Kasih yang dicontohkan oleh Yesus adalah kasih tanpapamrih; kasih yang dicontohkan oleh Yesus adalah kasih tanpa perhitungan; kasih yang dicontohkan Yesus adalah kasih yang tidak bermotif do ut des , – saya memberi supaya engkau memberi -. Kasih yang dicontohkan Yesus itu bukan kasih yang setengah-setengah. Kasih yang dicontohkan Yesus bukanlah kasih yang memiliki pretensi tertentu; kasih yang dicontohkan Yesus bukanlah kasih berselimut dengan sekat-batas;
Hanya orang yang memiliki kasih yang tulus ikhlas adalah bukti bahwa mereka benar-benar tinggal dan bersatu dengan Yesus sebagai Pokok Anggur Sejati. Yesus yang adalah pokok anggur sejati itu, dua kali Dia berikan perintah yang sama. Hendaklah kamu saling mengasihi. Hal ini diucapkan Yesus tatkala Yesus makan perjamuan terakhir bersama murid-Nya dan mencuci kaki para rasul-Nya. Perintah yang sama, diulangi Yesus pada hari-hari terakhir sebelum Dia Naik Ke Surga. Maka pesan itu, menjadi amanat yang penting. Menjadi kata-kata wasiat yang tidak boleh diabaikan dengan alasan apapun.
Karena amat Yesus begitu agung dan memiliki nilai keselamatan universal maka, pesan itu terus-menerus dikumandangkan, misalnya melalui bacaan II yang kita dengar pada hari ini:” Saudara-saudaraku yang kekasih, marilah kita saling mengasihi, sebab kasih itu berasal dari Allah; dan setiap orang yang mengasihi, lahir dari Allah dan mengenal Allah.Barangsiapa tidak mengasihi, ia tidak mengenal Allah, sebab Allah adalah kasih.Dalam hal inilah kasih Allah dinyatakan di tengah-tengah kita, yaitu bahwa Allah telah mengutus Anak-Nya yang tunggal ke dalam dunia, supaya kita hidup oleh-Nya. ”

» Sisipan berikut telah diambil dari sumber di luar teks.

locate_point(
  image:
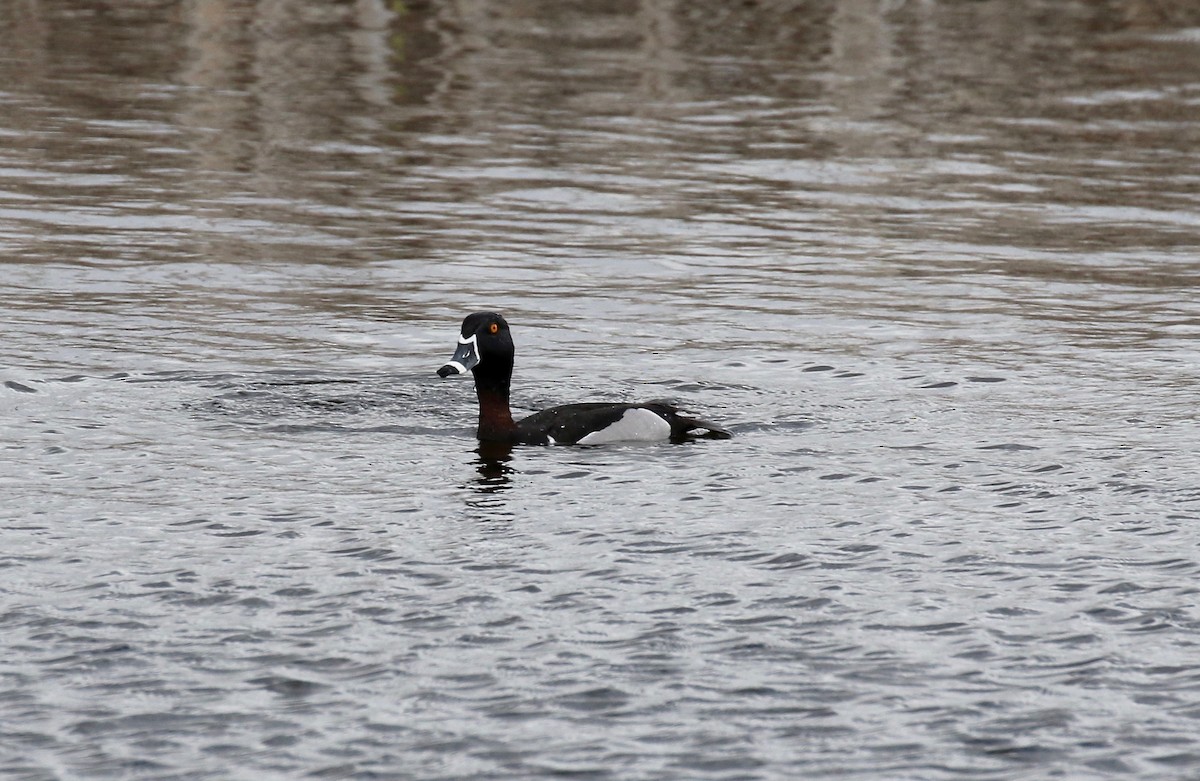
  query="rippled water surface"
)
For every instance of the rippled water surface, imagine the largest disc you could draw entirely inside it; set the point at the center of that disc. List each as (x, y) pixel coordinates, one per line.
(933, 263)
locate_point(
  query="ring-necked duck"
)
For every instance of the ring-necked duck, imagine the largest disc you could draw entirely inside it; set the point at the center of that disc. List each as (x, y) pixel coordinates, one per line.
(485, 348)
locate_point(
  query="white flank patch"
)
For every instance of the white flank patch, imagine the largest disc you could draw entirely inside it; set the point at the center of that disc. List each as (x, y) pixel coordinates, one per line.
(636, 425)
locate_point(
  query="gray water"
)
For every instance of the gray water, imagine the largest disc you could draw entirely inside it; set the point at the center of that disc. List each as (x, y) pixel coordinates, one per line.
(933, 263)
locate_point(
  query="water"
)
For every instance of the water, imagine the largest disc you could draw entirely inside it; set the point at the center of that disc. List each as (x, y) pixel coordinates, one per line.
(934, 264)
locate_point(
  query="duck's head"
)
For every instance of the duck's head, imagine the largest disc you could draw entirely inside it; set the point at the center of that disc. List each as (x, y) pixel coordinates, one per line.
(485, 346)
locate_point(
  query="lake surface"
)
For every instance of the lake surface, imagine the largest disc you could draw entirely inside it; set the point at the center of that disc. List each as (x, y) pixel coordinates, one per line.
(935, 264)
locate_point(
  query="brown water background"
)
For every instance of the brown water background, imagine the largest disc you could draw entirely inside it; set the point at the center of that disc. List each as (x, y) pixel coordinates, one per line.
(935, 263)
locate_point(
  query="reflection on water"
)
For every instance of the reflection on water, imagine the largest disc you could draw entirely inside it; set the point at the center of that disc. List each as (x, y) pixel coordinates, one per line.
(934, 262)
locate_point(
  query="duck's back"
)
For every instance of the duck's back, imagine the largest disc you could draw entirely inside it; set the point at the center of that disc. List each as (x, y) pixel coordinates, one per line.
(599, 422)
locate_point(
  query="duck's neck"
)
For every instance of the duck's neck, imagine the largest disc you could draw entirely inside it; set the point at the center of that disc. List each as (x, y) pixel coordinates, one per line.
(496, 421)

Amanat itu telah terinternalisasi dalam diri santa Theresia dari Kalkuta, yang mengabdikan dirinya sebagai pelayan kemanusiaan.
Dia kemudian menulis :” Cinta dan kasih sayang itu dimulai dari rumah, dan cinta bukanlah seberapa banyak yang kita perbuat, melainkan seberapa besar cinta yang kita berikan dalam perbuatan itu.
Dan apabila suatu saat kita dipanggil Tuhan, kata-kata orang kudus ini menjadi inspirasi untuk kita terus berbuat baik selama kita masih diberi waktu:” Saya tidak dapat memastikan seperti apa surga itu, tetapi yang saya tahu, ketika kita meninggal, itulah waktu Allah untuk menghakimi kita. Ia tidak akan bertanya, “berapa banyak hal baik yang sudah kamu lakukan di hidupmu?”, melainkan “sebesar apakah cinta yang sudah kamu taruh di setiap apa yang kamu lakukan?”
Marilah kita lakukan perbuatan-perbuatan kecil dengan cinta yang besar. Dengan itu maka kita telah memenuhi undangan-Nya dalam injil hari ini:” Tinggallah Di Dalam Kasih-Ku.”